Aesthetics-Driven Active Reinforcement Learning for Color Enhancement

Published: 01 Jan 2024, Last Modified: 26 Aug 2024ICIC (11) 2024EveryoneRevisionsBibTeXCC BY-SA 4.0
Abstract: Existing learning-based color enhancement approaches focus on improving quality by learning a mapping from input images to enhanced images. However, they ignore the progressive nature of the enhancement process and fail to consider the aesthetics of the images, resulting in visually unappealing outcomes. In this paper, we propose AD-ARL, an aesthetics-driven active reinforcement learning model for color enhancement, to explicitly model the progressive nature of the expert enhancement process. We treat color enhancement as a Markov Decision Process, where each pixel, acting as an agent, actively explores based on the input image and environmental feedback and determines the optimal action that maximizes the reward. After multiple iterations, the optimal sequence of enhancement actions has been obtained.

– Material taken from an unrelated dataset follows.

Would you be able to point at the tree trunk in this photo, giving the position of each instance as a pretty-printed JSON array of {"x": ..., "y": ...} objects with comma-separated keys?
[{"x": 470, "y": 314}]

Furthermore, we utilize image aesthetic scores to compute reward and provide aesthetic feedback, ensuring that the enhanced image aligns with human aesthetic perception. Extensive experiments show that our method effectively enhances images in terms of visual perception and image quality. Our results on various benchmarks demonstrate the superiority of our approach over state-of-the-art methods.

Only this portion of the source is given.